The way Keith Fitzgerald sees it, when you’re building a startup, you want to go after “the biggest, most exciting idea that you can.”
After roughly a year of working on Hurdle, which was like a Squarespace for race registration pages, Fitzgerald and his three-person team decided that Hurdle didn’t fit that bill. It was too niche.
“It didn’t feel like the biggest important thing we could do,” Fitzgerald said.
For one, there are a lot of companies in the endurance sports space pursuing similar products, but more importantly, through Fitzgerald’s conversations with big industry players, he saw a bigger opportunity. Something that felt more like that most exciting idea he could tackle.
“We saw an opportunity to build something completely brand new and unique,” he said.
What is it exactly? Well, Fitzgerald is staying quiet about that part. But he just joined Manayunk-based, Ben Franklin Technology Parters-backed endurance sports startup Silverline Athletics as its CTO. Hurdle cofounder and designer Ryan Katrina joined the company, too, as its head of design. They’ll be working on consumer products for Silverline.
(A hint, maybe? Before joining the company full-time, Katrina and Fitzgerald built this racing site for Silverline.)
Like Fitzgerald, Silverline cofounders Jayme Ann Goldberg and Holden Comeau are both triathletes. The company has largely focused on its video distribution platform for endurance sports.
The two other Hurdle cofounders — Greg Thompson and Dan Delauro — returned to the agency side of things. (Thompson, Delauro and Katrina all met at Center City’s Allen & Gerritsen, when it was called Neiman.) Thompson is back at Allen & Gerritsen and Delauro is now at Happy Cog.
Delauro, who left Hurdle a few months sooner than the others, wrote in an email: “Personally, I’m pretty happy with what I’m doing right now. I’ve been working with Happy Cog on and off for a long time. They’ve always been in my crosshairs. And vice versa.”
The crew left Center City startup PeopleLinx, where Fitzgerald was CTO, to launch Hurdle last year — the way the founders talked about it, it felt very much like a “striking out on our own” situation.
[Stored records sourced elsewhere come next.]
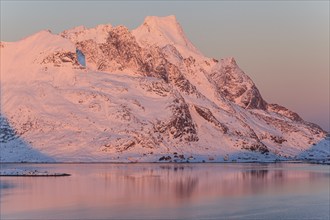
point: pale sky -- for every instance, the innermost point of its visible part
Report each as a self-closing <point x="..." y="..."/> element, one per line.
<point x="282" y="45"/>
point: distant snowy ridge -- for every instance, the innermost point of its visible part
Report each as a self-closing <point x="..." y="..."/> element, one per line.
<point x="145" y="95"/>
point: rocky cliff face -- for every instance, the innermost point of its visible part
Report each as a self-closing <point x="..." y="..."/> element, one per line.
<point x="146" y="94"/>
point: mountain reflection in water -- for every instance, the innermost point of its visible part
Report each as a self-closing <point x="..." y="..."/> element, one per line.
<point x="164" y="190"/>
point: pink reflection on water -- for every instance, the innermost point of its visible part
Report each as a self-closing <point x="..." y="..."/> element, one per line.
<point x="113" y="189"/>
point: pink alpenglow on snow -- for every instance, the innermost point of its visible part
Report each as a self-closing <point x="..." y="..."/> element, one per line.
<point x="145" y="95"/>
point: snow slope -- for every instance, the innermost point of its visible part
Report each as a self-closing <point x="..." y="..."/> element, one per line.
<point x="146" y="95"/>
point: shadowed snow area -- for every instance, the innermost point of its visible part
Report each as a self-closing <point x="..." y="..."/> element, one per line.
<point x="145" y="95"/>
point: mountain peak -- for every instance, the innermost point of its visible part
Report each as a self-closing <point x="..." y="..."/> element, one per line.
<point x="162" y="31"/>
<point x="155" y="20"/>
<point x="81" y="33"/>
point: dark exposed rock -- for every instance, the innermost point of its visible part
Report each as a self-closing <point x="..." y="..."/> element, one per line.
<point x="284" y="112"/>
<point x="208" y="116"/>
<point x="58" y="58"/>
<point x="236" y="86"/>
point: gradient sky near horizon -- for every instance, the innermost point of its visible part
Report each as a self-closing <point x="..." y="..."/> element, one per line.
<point x="282" y="45"/>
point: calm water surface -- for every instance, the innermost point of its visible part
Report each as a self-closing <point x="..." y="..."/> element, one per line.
<point x="168" y="191"/>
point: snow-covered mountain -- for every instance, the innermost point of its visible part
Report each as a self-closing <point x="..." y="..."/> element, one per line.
<point x="145" y="95"/>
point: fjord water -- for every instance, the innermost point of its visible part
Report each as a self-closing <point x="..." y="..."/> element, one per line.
<point x="168" y="191"/>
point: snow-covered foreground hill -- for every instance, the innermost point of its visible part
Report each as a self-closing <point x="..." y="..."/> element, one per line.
<point x="146" y="95"/>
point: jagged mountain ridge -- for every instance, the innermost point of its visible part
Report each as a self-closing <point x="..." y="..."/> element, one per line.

So it was a hard decision to shut down, Fitzgerald said, but in the end, it was the right one.
“It can be hard sometimes to let go,” he said, “when there’s this crystal clear, picture-perfect thing you have in your mind.”
But, he said, “adaptability and flexibility is the No. 1 asset you can have as an entrepreneur.” Thus the hard decision to walk away.
He said he’s excited that he can join another company in the endurance sports industry and that it’s a sign of the times that Philly has another startup that’s focused on that space.
“We’re super happy about how everything’s gone,” he said. “We’re in a really good spot.”